Visualizing Census Data

Map based visualization and inforgraphics interest me. I especially like the work of New york Times' visualization team. For example, look at the US census explorer, which maps income, housing and education data based on surveys from 2005-2009 for every city and every block for all the cities in the US. I really wish there was some equivalent work done by the Indian Media.

I wanted to see if I can construct a map visualizing some Census data that is of interest to us. I don't have the skills to make an interactive map and hence, my goal was to build a static image depicting specific census data. It took me a week to put togeather the following image, which shows the change in sex ratio (measured as number of females per thousand males) for the districts of Tamil Nadu based on the data from 1951, 1981 and 2011 census.

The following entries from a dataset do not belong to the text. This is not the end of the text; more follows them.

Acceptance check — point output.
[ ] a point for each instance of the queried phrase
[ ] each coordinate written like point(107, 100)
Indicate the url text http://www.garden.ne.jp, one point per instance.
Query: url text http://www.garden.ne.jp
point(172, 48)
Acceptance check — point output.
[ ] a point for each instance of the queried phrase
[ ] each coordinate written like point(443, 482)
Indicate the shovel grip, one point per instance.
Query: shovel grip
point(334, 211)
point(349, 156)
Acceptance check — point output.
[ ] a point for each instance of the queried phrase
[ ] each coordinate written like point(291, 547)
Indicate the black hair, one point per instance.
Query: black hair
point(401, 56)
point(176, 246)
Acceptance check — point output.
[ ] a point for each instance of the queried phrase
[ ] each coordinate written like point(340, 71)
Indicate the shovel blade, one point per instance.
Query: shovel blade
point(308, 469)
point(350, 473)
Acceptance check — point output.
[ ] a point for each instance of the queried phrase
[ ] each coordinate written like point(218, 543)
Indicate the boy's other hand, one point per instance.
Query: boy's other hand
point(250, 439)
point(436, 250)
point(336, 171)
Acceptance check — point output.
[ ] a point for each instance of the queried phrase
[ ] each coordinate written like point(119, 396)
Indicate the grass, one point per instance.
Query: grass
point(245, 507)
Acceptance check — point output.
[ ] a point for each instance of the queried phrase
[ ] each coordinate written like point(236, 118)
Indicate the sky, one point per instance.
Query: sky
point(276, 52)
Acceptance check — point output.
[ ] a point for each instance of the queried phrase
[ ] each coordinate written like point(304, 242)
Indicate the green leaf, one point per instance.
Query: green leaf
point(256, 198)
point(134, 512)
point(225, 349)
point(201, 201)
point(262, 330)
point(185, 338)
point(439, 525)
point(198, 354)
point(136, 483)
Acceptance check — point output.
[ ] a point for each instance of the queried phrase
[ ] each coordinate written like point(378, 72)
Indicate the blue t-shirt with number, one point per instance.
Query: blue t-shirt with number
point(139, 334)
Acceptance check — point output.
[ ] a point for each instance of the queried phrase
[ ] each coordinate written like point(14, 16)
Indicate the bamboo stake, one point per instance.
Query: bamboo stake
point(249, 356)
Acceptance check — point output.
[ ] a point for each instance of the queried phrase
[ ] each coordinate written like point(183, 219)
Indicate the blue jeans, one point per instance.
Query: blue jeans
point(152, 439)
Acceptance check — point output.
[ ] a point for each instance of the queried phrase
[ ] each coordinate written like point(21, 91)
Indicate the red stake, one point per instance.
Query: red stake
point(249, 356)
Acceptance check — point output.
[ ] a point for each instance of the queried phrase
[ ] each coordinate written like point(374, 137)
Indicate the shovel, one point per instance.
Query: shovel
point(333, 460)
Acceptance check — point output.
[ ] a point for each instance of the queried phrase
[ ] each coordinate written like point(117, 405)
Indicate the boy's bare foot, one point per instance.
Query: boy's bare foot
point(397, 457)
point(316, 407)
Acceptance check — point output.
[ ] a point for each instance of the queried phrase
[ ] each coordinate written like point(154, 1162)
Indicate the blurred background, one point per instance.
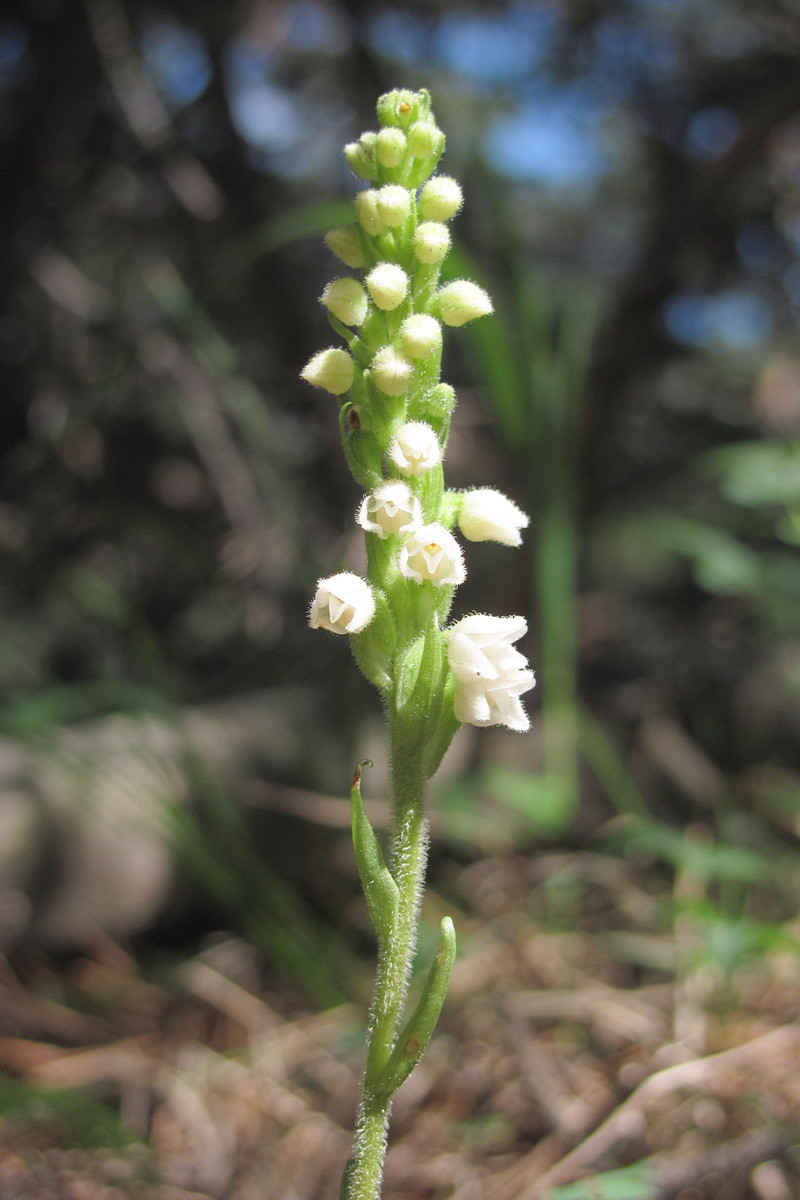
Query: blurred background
point(175, 744)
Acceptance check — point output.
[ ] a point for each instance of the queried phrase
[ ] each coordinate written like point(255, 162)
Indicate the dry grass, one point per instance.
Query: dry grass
point(558, 1057)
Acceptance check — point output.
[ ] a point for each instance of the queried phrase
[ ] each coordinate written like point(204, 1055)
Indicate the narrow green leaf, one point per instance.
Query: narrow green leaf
point(415, 1036)
point(377, 881)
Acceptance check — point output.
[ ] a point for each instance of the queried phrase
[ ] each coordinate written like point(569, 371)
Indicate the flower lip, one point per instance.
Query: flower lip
point(342, 604)
point(489, 673)
point(432, 553)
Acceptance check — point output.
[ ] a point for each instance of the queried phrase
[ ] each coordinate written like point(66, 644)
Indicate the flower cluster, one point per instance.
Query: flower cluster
point(395, 420)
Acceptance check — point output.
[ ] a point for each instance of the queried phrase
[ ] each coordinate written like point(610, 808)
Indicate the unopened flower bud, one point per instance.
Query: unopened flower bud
point(346, 244)
point(402, 107)
point(347, 300)
point(425, 139)
point(391, 508)
point(342, 604)
point(415, 449)
point(388, 285)
point(391, 371)
point(361, 156)
point(394, 204)
point(390, 148)
point(420, 335)
point(366, 210)
point(431, 241)
point(440, 198)
point(461, 301)
point(432, 553)
point(486, 515)
point(332, 370)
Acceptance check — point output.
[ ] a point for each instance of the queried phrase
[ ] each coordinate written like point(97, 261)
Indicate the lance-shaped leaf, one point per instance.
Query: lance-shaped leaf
point(377, 881)
point(416, 1033)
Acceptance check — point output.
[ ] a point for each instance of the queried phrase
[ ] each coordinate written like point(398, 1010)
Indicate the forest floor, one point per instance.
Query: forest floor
point(585, 1056)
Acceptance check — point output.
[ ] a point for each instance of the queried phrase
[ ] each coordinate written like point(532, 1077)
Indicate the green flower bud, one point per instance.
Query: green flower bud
point(361, 156)
point(461, 301)
point(425, 139)
point(391, 371)
point(420, 335)
point(390, 148)
point(440, 198)
point(332, 370)
point(431, 241)
point(394, 204)
point(388, 285)
point(346, 244)
point(366, 210)
point(402, 107)
point(347, 300)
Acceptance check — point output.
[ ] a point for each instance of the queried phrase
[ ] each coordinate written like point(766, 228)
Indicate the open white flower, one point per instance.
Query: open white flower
point(415, 449)
point(432, 553)
point(391, 508)
point(342, 604)
point(491, 675)
point(486, 515)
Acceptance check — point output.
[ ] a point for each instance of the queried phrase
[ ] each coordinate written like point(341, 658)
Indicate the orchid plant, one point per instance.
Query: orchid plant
point(432, 675)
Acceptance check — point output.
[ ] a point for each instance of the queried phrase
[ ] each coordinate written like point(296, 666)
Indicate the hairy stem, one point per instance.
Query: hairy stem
point(408, 862)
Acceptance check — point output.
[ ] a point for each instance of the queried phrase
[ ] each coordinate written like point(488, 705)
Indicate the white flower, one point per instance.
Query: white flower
point(388, 285)
point(420, 335)
point(461, 301)
point(391, 371)
point(415, 449)
point(431, 241)
point(391, 508)
point(486, 515)
point(343, 604)
point(332, 370)
point(491, 676)
point(432, 553)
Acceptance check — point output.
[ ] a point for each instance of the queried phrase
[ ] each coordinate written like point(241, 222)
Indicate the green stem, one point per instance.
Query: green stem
point(408, 863)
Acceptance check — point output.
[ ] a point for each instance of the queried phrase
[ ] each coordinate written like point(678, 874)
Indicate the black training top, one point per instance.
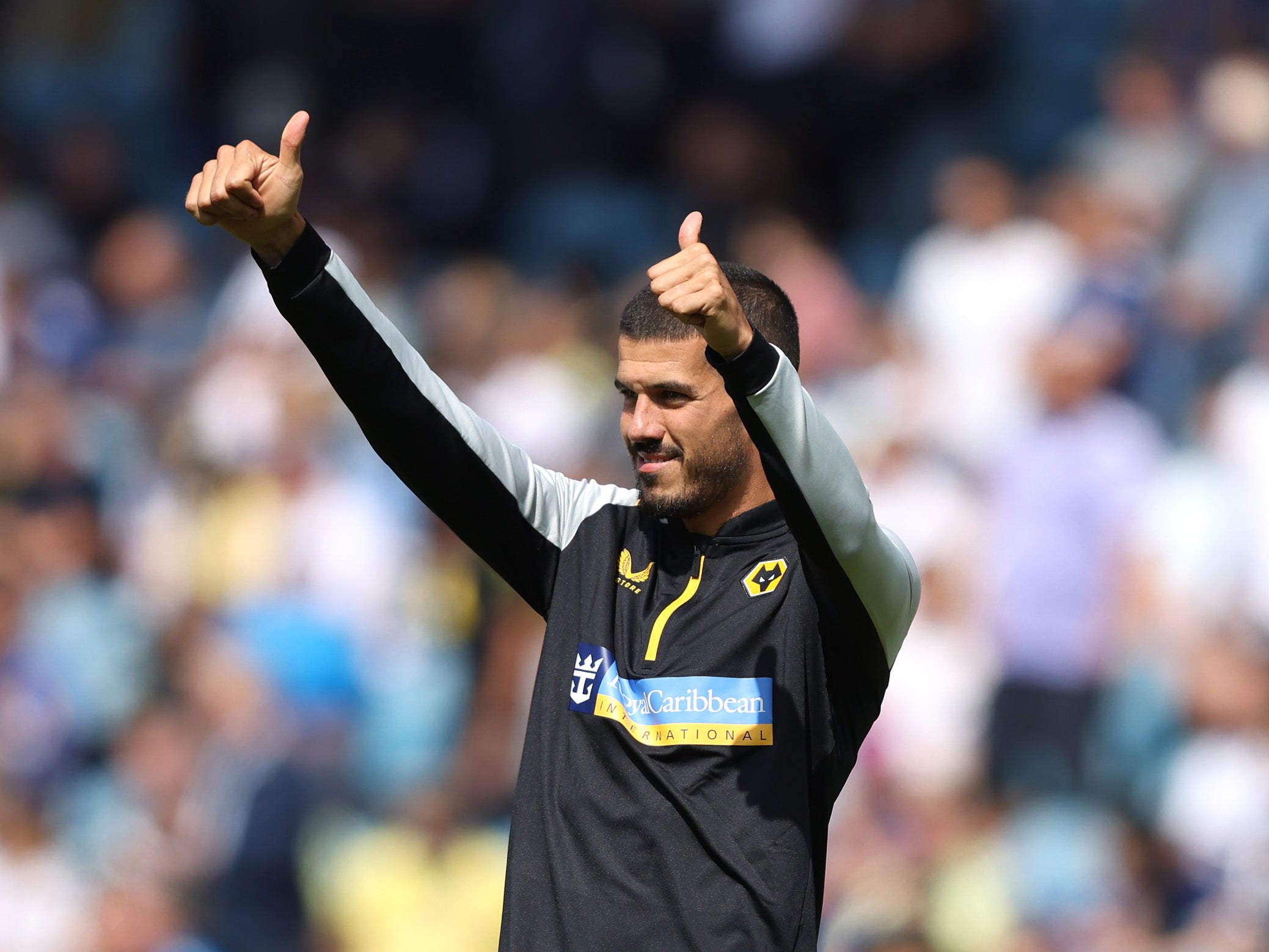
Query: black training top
point(700, 701)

Change in Sex Ratio from 1951 to 2011

Two caveats: One, the districts of Tiruppur and Krishnagiri are missing, because I didn't have the required geographical information. Two, the intervals are defined such that approximately same number of data entries fall within a given interval. In other words, if you count the total number of regions coloured with the same shade, it should be approximately same.

Still, there are a few interesting things to note in this visualization. As a whole, we can see that the sex ratio in 1951 was better than in 1981. Though 2011 is better, it is not as good as 1951. Note how the sex ratio increases for the Nilgiris district and Ramanathapuram district goes in quite the opposite direction. I gladly point out ('cause it is my home) that the southern districts of Tirunelveli and Thoothukudi have fared better through out the years and the sex ratio remains above 1015 during all the time! A more colourful image of above is shown below:

Change in Sex Ratio from 1951 to 2011

The following is an account of how I made this map. I started out with a search for the geographical data (i.e., latitude and longitude) for the boundaries of India's administrative regions. I find the lack of easily accessible geographical data for India furstrating. For the United States, you get the information for every county and every block from the US census website. India has a GIS website and there is some mapping information available at the National Atlas but they are in pdf format, which are not amenable to build our own visualization using open source tools.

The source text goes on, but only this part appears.